From: Tumor-specific cholinergic CD4+ T lymphocytes guide immunosurveillance of hepatocellular carcinoma
a,b, Circos plots showing the distribution of TCR types among GFP+ and GFP– T cells from control (a) and HCC-bearing (b) mice. T cells of the same TCR type share TCRα and TCRβ chains of the same amino acid sequences. The top 30 TCRs are numbered and highlighted with different colors. c, CDR3 sequences of clonotypes encoding TCR 1. V, D and J segments and N nucleotides and P nucleotides at V(D)J junctions are denoted with different colors. Nucleotides that are mismatched between clonotypes are shaded. d, Composition of ChAT–GFP+ and ChAT–GFP– cells among T cells bearing the indicated TCR 1 clonotypes color-coded by cell clusters. Each bar represents an individual clonotype and is labeled with the clone ID as shown in c. Horizontal axis labels indicate cell numbers. e, Percentage of ChAT–GFP+ cells among CD4+ T cells from normal or HCC-bearing livers of Chat-GFP or Chat-GFP; OT-II mice (n = 6 in the control, HCC and OT-II control groups; n = 5 in the OT-II HCC group). Statistical significance was assessed by one-way analysis of variance (ANOVA) with Tukey’s multiple comparisons test, and data are representative of three independent experiments. f,g, Representative flow cytometry plots (f) and quantification (g) of percentages of ChAT–GFP+ cells among CD4+ T cells expressing TCR Vβ5+ (transgenic TCR) or TCR Vβ5– (natural TCRs) in livers of Chat-GFP; OT-II mice (n = 7 in control; n = 6 in HCC). h, Plasmids for simultaneous CRISPR–Cas9-mediated deletion of Trp53/Pten plus overexpression of Myc and tetracycline-on (Tet-On) inducible OVA. i, Experimental protocol for inducing OVA expression.

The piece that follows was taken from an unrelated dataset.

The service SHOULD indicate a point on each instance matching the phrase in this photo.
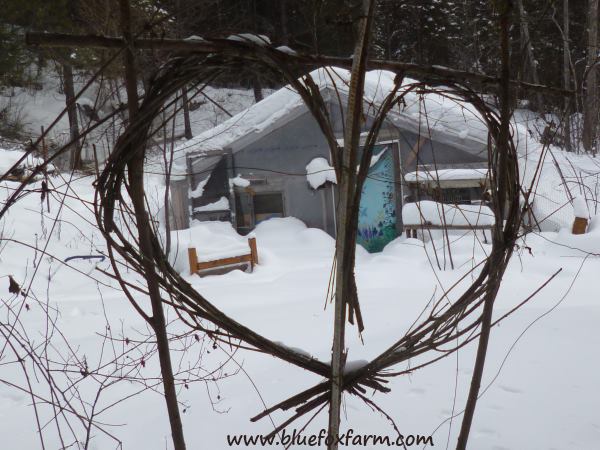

Dox was added to drinking water following palpable HCC onset; FACS, fluorescence-activated cell sorting. j,k, Representative flow cytometry plots (j) and quantification (k) of percentages of ChAT–GFP+ cells among CD4+ T cells expressing TCR Vβ5+ or TCR Vβ5– in livers of mice that were left untreated or treated with Dox-containing drinking water following HCC onset. Data are the summary of two independent experiments (n = 3 mice per group). In e, g and k, each dot represents an individual mouse. Data are shown as mean ± s.e.m. In g and k, P values were determined by two-way ANOVA with Sidak’s multiple comparisons test.